4 thoughts on “C. S. I. and the African American West”

  1. The Chateau Rouge was based on the real hotel/casino Moulin Rouge Hotel, which opened in 1955 as the first racially integrated club in Las Vegas. It, too, lasted only 6 months and went bankrupt. Read the link for more about its history of involved with civil rights.

    Here is the spooky part: The CSI episode was repeated last night (5/9/09). Four days ago, what was left of the Moulin Rouge burned to the ground.

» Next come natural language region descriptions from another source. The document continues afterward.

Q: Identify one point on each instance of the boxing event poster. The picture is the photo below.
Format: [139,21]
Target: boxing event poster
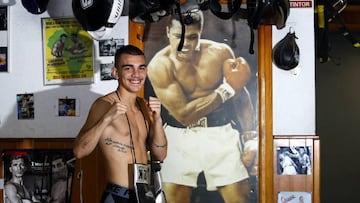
[46,174]
[235,33]
[68,52]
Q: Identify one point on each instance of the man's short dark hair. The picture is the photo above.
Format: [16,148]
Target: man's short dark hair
[127,49]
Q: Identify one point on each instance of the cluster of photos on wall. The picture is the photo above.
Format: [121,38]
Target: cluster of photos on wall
[68,60]
[3,39]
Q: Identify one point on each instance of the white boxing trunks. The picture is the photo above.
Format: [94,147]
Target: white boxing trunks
[212,150]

  2. I just saw a rerun of this CSI episode. It is eerily reminiscent of the mysterious and unsolved death of the young, rising tenor saxophonist Wardell Gray, whose body was found in the desert outside Las Vegas on May 25, 1955. You can read the few details that are known on the Wardell Gray page on allaboutjazz.com.

  3. Hi Michael, thank you so much for posting this. I’m a white Australian in my late fifties, so many of the cultural references in a show like this particular episode of CSI just fly over my head.

    In our current coronavirus lockdown I’m revisiting CSI on DVD after all this time. Your blog was very helpful and informative. I’ve frequently enjoyed the ‘history’ of Las Vegas revealed through CSI’s fictionalised accounts. I was saddened to read the comment from bob5540 that the original casino Moulin Rouge has burned to the ground since the TV show was filmed.

    Thanks again for your excellent blog.